Even without these wingnuts at the economic wheel, however, and because of the nature of the deficit and Bushonomics (?), we DO have inflation (even though no one's admitting it), the dollar buys much less, wages are falling and there really is going to be no way to balance the budget.

Voila: crisis of the general fund.

Now add to that that privatization will cost an estimated 2 trillion ... and no wonder there's such an echoing silence out there these days.

 
At 8:57 PM, Blogger Rob said...

I just bought a condo.

You're scaring me.

:)

 
At 9:04 PM, Blogger Cookie said...

If you got a fixed rate, you have no reason to worry.

Besides, you're in Hawaii. None of this applies to Hawaii. :=D

 
At 9:13 PM, Blogger Rob said...

Yep, got a fixed rate...

Why does none of this (thankfully :) apply in Hawaii? Paradise exemption, or grass skirt clause?

 
At 9:36 PM, Blogger Cookie said...

Grass skirt exemption. :=D

Everywhere else, though, ack! Not so much here anymore because our housing bubble burst a year or so ago. Now you can't hardly give a house away --- everyone's trying to get out from under them. But a lot of places still have very inflated real estate prices and a lot of people just haven't been paying attention. The consumption society, you know.

Add to that, all those people who've gone for variable rates. Yikes.

 
At 12:47 AM, Blogger Rob said...

I'm not a finance/econ guru, so a lot of it is Greek (or Hawaiian) to me...so are you basically telling me I made a good investment? I hope so... :)

I'll go get in my grass skirt now...

 
At 9:10 AM, Blogger Cookie said...

If you got a fixed rate and bought within your means (which I suspect you did --- you strike me as a sensible person :=D ), then you did good.

Here's a rather extreme comparison: I bought my place for less than what most people are paying for a new car these days. !! I also paid cash and bought it lock stock and barrel, all five acres --- meaning interest simply doesn't apply to me and within 4-5 years, I would have spent the amount I paid for this place on rent alone. My value has also almost doubled, thanks almost entirely to sweat equity (elbow grease).

So I'm coming out way ahead and, unless a giant sinkhole opens up and sucks the entire place down, there's no way I can lose, as the value of y land alone is now worth what I paid for land + dwelling.

Compare, though, to a keep up with the Jones conspicuous comsumption couple. They think they make a lot of money --- let's say their income is $120,000 a year. But they have $20,000 i credit card debt and decide to spring for a new house AND a new car, in order to floss up their image.

They just can't live without that new Lexus, which will run them around $30,000+ --- and they find the house of their dreams in the toniest new development for $350,000. The problem is, they've missed a few payments on their gas bill or credit card or whatever, so their credit isn't the best.

But they have to have the house, even though they're living ina housing bubble area and the actual value of the house is probably more like, let's say, $175,000. So they buy the house and keep up with the payments for a month or so.

Then ... then Mrs. Conspicuous Consumption falls down their fabulous stone staircase and breaks her hand. Unfortunately, she is also simultaneously laid off (although the boss doesn't want to give her unemployment so he fires her on bogus charges). So she's uneligible for unemployment.

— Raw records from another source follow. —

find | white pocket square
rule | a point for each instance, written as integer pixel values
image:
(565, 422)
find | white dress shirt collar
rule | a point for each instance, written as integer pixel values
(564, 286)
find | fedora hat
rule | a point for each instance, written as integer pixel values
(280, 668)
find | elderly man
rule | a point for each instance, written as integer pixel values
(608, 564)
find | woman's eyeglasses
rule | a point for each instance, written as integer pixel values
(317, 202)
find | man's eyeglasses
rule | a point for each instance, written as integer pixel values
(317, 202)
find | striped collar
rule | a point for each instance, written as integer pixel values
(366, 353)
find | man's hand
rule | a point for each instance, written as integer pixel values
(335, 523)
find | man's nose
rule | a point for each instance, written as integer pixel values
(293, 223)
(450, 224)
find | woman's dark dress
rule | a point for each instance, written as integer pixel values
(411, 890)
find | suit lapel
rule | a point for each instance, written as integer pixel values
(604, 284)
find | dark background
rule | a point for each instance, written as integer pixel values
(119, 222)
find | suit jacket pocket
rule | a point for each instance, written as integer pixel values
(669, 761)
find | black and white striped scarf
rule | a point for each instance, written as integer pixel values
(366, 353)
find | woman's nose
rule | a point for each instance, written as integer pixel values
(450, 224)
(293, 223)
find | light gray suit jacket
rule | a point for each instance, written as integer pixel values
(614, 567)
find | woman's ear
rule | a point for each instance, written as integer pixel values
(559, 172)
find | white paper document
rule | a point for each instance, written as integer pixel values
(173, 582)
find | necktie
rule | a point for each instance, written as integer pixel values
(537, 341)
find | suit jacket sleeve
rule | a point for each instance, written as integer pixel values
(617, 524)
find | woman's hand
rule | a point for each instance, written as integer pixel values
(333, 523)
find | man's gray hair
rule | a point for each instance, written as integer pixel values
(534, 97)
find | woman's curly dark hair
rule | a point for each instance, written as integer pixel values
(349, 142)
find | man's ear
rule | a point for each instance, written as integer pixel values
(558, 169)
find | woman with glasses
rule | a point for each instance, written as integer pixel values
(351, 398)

Coincidentally, the housing market is starting to cool down. But they still have those nice interest rates, right? Except they didn't get a fixed rate mortgage.

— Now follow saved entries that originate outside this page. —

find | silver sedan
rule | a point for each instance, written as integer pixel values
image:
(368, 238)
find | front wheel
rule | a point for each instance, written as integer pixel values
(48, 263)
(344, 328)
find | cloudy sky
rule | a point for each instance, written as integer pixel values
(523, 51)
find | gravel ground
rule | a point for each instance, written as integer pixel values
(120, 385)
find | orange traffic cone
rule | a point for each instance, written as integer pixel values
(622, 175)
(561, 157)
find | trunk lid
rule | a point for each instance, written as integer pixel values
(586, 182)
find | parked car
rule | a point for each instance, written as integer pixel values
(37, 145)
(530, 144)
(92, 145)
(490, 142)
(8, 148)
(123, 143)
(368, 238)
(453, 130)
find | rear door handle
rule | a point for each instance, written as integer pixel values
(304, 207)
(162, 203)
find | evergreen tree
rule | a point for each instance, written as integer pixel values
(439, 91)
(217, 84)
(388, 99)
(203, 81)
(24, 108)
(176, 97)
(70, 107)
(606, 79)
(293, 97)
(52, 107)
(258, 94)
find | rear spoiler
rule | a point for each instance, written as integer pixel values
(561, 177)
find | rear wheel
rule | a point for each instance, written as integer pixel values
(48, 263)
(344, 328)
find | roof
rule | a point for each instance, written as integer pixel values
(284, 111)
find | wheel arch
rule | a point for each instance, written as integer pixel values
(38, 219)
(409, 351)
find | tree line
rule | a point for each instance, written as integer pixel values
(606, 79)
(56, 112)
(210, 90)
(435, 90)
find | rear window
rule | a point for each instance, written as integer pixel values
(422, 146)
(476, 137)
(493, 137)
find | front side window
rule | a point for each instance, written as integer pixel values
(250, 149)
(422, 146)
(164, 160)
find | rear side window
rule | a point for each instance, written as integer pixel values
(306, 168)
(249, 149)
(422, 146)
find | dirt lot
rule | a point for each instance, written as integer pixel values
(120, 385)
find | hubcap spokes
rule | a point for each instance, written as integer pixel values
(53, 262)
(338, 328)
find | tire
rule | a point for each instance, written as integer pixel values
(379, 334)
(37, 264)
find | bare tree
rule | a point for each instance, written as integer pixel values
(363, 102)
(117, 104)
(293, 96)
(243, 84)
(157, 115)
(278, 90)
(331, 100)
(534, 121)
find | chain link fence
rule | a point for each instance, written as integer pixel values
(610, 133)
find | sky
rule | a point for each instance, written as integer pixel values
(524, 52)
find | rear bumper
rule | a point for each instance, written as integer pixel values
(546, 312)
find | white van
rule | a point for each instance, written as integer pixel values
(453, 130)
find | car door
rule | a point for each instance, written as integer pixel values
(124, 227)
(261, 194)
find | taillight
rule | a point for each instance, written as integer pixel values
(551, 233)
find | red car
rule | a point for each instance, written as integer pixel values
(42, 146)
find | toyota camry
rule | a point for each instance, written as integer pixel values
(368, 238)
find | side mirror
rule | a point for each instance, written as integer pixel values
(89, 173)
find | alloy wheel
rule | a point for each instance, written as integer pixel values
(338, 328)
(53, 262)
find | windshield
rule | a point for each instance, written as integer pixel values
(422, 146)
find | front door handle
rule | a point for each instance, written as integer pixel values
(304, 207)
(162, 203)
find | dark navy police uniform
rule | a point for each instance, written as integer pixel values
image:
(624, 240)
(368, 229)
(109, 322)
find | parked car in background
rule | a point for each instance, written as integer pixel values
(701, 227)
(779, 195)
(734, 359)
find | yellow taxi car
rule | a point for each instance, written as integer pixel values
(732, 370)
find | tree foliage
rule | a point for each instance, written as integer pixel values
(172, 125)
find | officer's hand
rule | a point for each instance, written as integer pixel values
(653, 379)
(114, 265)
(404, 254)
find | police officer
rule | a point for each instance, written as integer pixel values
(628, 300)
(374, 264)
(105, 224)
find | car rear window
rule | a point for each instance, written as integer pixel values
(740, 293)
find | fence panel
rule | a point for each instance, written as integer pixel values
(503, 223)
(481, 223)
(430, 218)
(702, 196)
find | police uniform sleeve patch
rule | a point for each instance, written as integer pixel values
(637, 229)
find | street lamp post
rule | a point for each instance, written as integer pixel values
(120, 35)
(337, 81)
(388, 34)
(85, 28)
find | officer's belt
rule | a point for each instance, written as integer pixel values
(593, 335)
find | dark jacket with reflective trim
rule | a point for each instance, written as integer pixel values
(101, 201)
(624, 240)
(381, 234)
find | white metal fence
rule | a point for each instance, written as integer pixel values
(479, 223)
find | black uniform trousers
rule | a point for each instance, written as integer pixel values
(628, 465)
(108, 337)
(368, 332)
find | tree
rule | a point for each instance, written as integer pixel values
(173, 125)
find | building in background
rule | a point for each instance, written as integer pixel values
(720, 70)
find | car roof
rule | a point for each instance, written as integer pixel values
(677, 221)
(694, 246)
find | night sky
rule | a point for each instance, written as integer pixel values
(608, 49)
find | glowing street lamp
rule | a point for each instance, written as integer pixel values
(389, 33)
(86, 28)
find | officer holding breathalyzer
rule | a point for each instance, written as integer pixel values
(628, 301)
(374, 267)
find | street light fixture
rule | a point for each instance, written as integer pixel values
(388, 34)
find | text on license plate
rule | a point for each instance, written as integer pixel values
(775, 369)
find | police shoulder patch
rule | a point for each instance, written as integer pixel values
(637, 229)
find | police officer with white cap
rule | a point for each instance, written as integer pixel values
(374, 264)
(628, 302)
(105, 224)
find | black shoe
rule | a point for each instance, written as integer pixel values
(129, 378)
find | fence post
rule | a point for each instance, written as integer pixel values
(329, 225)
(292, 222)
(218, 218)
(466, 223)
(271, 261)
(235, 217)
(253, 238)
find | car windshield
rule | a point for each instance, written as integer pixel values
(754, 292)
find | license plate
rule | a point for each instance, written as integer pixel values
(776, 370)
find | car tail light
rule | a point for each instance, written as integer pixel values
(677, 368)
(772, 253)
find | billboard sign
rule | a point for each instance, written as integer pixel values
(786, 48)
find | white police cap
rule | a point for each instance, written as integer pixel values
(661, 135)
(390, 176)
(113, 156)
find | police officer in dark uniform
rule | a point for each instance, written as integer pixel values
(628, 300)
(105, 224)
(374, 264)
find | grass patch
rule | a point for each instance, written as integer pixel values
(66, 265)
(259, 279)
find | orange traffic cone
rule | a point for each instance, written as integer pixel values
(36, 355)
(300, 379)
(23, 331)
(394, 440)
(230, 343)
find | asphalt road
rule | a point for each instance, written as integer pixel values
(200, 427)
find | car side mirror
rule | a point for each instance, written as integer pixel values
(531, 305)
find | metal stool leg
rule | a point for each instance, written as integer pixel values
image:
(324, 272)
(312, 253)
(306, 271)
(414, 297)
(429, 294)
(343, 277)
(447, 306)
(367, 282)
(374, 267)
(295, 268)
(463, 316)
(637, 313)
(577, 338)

Then they miss one or two credit card payments too many, and that interest gets hiked to 19%. So they decide to sell the Lexus, but it lost how much of its value? the minute it was driven off the lot and anyone who could afford it wants a new one anyway.

Which is just the start of their problems because the housing bubble hasn't even broken yet where they are.

Really not that extreme an example. All of us know people like this. They're in trouble, especially if they're not paying attention (which they tend not to do).